One monkey wrench thrown into web conferencing software—and any digital meeting environment—is the opportunity for interference. I’ve sat through many a phone interview on the floor of my grandma’s closet, hoping and praying my niece wouldn’t burst through the door to tell me she had to potty.
Luckily, no one is alone in these quandaries. Everyone who deals with digital meetings and virtual communications has at least one embarrassing anecdote of interruption. My phone interview with G2 Crowd featured a horde of pre-schoolers stampeding out of class in the background (and yet here I am). Read on for more embarrassing meeting mishaps, as well as ways they could have been avoided.
By now, you’ve likely heard the story of the live BBC interview where Robert E. Kelly digitally called in from home to discuss his thoughts on the political state of South Korea. His toddler waddles in the room, closely followed by her baby sibling in a walker. Their flustered mother bursts onto the scene and desperately tries to get everyone out without being noticed. Everyone was noticed.
Although hilarious for onlookers, this kind of interruption is not ideal for a live broadcast. Many web conferencing tools provide users the option to turn off their camera, switching them to audio mode only. In a situation such as this, it could be helpful to disable video and give yourself a chance to rectify a situation without the pressure of having it documented for millions to go back and view.
Screen Sharing Gone Wrong
Some of G2’s own have been lured into false web conferencing confidence. During a product demo held via GoToMeeting and which featured G2’s entire sales team, an employee, who we’ll call Sam, was asked to share his screen for the purpose of a walkthrough.
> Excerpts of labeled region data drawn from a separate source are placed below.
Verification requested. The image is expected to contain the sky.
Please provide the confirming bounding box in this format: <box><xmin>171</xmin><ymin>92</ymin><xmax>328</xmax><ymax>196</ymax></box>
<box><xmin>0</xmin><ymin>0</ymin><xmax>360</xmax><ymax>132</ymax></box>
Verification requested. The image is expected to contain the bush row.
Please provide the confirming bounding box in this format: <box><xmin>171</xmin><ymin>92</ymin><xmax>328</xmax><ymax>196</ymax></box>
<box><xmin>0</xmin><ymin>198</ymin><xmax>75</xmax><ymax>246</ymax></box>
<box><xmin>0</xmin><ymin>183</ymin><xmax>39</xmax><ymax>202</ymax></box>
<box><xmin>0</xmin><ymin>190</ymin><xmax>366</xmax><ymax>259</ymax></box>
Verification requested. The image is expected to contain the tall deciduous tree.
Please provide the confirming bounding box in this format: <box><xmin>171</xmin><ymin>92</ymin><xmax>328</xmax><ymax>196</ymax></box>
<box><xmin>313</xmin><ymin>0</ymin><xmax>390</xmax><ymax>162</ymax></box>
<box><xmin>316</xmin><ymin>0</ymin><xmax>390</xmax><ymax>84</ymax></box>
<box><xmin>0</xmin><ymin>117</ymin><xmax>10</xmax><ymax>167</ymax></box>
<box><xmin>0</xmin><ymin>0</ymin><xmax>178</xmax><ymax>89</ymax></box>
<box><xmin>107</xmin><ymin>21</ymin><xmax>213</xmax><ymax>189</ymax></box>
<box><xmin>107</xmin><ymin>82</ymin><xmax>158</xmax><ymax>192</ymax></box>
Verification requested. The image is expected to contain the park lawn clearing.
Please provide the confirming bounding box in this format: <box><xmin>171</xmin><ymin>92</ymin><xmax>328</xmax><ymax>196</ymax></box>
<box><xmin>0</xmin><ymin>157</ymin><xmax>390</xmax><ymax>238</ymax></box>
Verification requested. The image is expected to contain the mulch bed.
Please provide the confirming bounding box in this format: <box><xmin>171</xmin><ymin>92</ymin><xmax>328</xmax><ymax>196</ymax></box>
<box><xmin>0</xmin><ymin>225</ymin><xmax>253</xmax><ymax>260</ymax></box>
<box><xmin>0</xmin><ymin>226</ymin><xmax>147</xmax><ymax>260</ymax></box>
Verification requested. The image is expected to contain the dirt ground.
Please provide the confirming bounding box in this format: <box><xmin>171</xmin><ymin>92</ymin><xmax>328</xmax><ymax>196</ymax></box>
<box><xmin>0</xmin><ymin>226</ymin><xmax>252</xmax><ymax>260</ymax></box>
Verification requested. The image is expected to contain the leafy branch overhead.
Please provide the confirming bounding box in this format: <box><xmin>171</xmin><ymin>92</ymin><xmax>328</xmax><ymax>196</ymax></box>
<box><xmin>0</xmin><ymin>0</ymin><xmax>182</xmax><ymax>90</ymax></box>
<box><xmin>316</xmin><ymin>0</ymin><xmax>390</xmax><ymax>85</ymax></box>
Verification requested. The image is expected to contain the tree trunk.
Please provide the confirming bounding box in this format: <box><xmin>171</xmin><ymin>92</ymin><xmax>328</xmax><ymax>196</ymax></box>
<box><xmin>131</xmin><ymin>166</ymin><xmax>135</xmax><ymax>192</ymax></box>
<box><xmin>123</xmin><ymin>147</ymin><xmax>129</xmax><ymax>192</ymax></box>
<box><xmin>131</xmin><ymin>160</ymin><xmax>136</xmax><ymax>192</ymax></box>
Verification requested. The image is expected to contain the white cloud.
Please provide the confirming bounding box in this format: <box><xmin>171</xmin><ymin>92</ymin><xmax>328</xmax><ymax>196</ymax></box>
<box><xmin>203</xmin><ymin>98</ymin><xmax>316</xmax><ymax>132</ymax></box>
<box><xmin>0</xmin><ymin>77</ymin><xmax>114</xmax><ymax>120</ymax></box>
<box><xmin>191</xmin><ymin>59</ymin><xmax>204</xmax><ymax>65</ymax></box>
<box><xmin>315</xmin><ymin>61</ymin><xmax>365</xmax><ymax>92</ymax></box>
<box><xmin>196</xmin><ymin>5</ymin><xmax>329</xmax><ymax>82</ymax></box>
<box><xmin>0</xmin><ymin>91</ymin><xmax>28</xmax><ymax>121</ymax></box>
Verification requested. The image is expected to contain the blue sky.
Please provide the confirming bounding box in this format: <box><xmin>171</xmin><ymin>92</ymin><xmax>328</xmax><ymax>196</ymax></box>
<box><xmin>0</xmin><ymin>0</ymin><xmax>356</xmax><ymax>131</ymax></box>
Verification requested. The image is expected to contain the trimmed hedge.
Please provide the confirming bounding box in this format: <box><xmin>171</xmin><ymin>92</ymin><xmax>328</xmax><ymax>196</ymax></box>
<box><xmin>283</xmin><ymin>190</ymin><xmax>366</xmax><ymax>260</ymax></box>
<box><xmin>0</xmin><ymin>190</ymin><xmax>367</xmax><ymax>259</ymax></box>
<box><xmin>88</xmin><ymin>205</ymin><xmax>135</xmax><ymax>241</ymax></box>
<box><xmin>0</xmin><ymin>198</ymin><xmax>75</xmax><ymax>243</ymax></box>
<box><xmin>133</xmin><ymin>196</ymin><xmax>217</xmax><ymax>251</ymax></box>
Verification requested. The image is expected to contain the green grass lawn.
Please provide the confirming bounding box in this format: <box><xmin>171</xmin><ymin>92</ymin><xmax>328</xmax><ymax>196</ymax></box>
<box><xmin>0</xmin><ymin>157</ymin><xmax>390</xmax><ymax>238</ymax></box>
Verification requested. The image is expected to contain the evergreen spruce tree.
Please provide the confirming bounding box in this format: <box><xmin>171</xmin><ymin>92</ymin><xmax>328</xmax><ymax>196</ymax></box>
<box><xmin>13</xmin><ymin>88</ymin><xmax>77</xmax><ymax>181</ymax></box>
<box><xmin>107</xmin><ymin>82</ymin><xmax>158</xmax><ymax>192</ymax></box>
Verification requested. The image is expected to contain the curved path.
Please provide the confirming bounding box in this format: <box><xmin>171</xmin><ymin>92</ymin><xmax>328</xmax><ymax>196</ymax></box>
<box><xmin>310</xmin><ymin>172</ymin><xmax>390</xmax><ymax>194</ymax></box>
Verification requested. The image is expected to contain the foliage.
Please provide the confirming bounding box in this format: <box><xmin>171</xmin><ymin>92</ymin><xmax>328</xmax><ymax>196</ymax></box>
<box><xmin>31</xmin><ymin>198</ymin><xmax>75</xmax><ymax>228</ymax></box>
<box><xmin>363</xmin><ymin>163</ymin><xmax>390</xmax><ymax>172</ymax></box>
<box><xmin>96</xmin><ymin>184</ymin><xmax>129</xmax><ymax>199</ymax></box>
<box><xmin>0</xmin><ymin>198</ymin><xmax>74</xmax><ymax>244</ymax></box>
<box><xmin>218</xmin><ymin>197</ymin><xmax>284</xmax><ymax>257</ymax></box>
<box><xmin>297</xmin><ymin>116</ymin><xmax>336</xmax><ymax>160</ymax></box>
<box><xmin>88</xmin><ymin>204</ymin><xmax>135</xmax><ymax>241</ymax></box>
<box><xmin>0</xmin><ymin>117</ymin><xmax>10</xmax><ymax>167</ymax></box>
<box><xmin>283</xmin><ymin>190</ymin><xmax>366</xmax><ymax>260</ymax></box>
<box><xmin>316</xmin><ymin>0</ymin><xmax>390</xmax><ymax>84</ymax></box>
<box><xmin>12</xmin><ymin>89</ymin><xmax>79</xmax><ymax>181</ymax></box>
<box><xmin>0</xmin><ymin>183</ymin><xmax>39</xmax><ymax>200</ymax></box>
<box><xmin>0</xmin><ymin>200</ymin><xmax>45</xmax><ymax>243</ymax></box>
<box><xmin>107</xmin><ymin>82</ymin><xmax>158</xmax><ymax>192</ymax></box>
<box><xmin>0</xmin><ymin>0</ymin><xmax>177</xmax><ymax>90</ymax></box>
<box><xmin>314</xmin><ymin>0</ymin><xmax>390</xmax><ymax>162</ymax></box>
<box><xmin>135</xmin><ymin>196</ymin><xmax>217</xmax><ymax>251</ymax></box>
“Everyone can see what you’re typing.”
At the end of the demo, sales employees had the opportunity to ask questions. A fellow coworker asked a question that Sam considered facepalm-worthy, which Sam communicated to another coworker with a GIF on Slack. He promptly received a message from our chief marketing officer that simply read, “Everyone can see what you’re typing.”
Despite the embarrassing moment, it should be noted that Sam is still around. More importantly, the relationship between he and the coworker he was face-palming has fully recovered.
In this situation, Sam could have solved the issue by choosing to share his browser only instead of his entire desktop. This would have given visibility to his Chrome windows without revealing what he was up to in Slack. We live, and we learn.
Audio conferences are helpful for groups of more than two, or when sides of the conversation are held in different countries. Employees at G2 use a tool called Zoom, wherein contacts call a number from their phone, computer or other internet-enabled device to be linked into a hangout. It’s the digital version of, “Hey, let’s meet at Starbucks at 9:30.”
The situation can get messy, however, when meetings run long. A business development representative at G2 experienced this while on a Zoom call with a prospect in the UK. He had another call immediately following, and in what could be classified as a business meet-cute, the calls overlapped when the second contact called in to the first call. Separate contacts found themselves in the same hangout, laughing but confused as to where to go next.
The issue lied in the host’s inability to approve or deny incoming calls. Had his audio conferencing tool supplied this option, he would have had control over whether the meeting was crashed.
The moral of these stories is not to be perfect. Embarrassing moments are the building blocks of life, and it’d be no fun to eradicate them entirely. The lesson is to understand the features offered by various web conferencing tools before landing on a decision, so as to be better prepared when these situations arise.